The best-arm identification (BAI) problem is one of the most fundamental problems in interactive machine learning, which has two flavors: the fixed-budget setting (FB) and the fixed-confidence setting (FC). For $K$-armed bandits with the unique best arm, the optimal sample complexities for both settings have been settled down, and they match up to logarithmic factors. This prompts an interesting research question about the generic, potentially structured BAI problems: Is FB harder than FC or the other way around? In this paper, we show that FB is no harder than FC up to logarithmic factors. We do this constructively: we propose a novel algorithm called FC2FB (fixed confidence to fixed budget), which is a meta algorithm that takes in an FC algorithm $\mathcal{A}$ and turn it into an FB algorithm. We prove that this FC2FB enjoys a sample complexity that matches, up to logarithmic factors, that of the sample complexity of $\mathcal{A}$. This means that the optimal FC sample complexity is an upper bound of the optimal FB sample complexity up to logarithmic factors. Our result not only reveals a fundamental relationship between FB and FC, but also has a significant implication: FC2FB, combined with existing state-of-the-art FC algorithms, leads to improved sample complexity for a number of FB problems.

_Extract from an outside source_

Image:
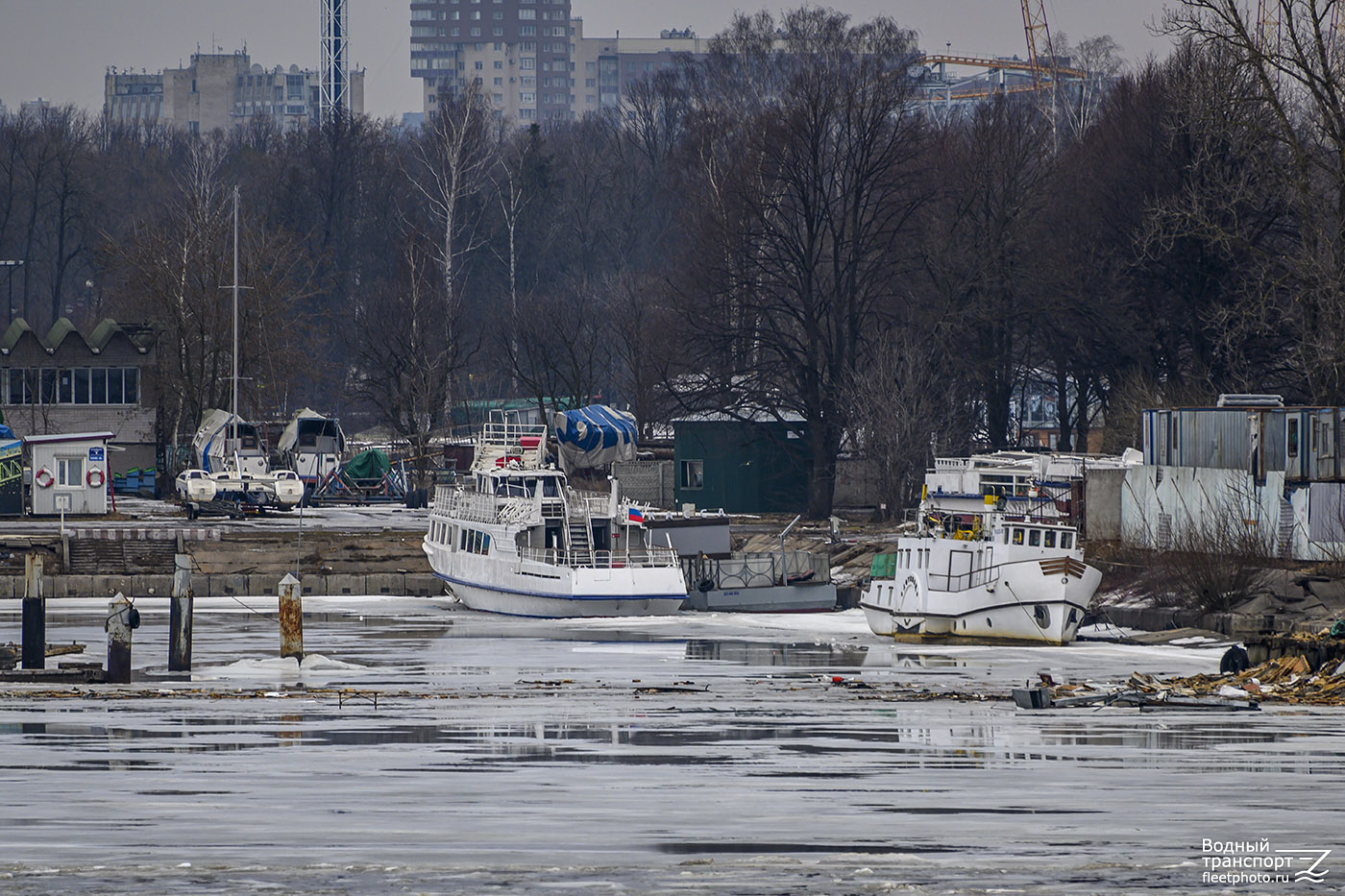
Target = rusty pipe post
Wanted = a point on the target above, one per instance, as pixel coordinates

翻译：最佳臂识别（BAI）问题是交互式机器学习中最基本的问题之一，其包含两种设定：固定预算（FB）与固定置信度（FC）。对于具有唯一最佳臂的 $K$ 臂赌博机问题，两种设定的最优样本复杂度均已确定，且二者在对数因子内匹配。这引出了一个关于通用、可能具有结构性的 BAI 问题的有趣研究课题：FB 是否比 FC 更难，抑或相反？本文证明，在对数因子内，FB 不劣于 FC。我们通过构造性方法实现这一点：提出了一种名为 FC2FB（固定置信度转固定预算）的新型算法，它是一种元算法，接收一个 FC 算法 $\mathcal{A}$ 并将其转换为一个 FB 算法。我们证明，该 FC2FB 算法享有的样本复杂度与算法 $\mathcal{A}$ 的样本复杂度在对数因子内匹配。这意味着最优的 FC 样本复杂度是对数因子内最优 FB 样本复杂度的上界。我们的结果不仅揭示了 FB 与 FC 之间的基本关系，还具有重要启示：FC2FB 与现有最先进的 FC 算法相结合，可为一系列 FB 问题带来改进的样本复杂度。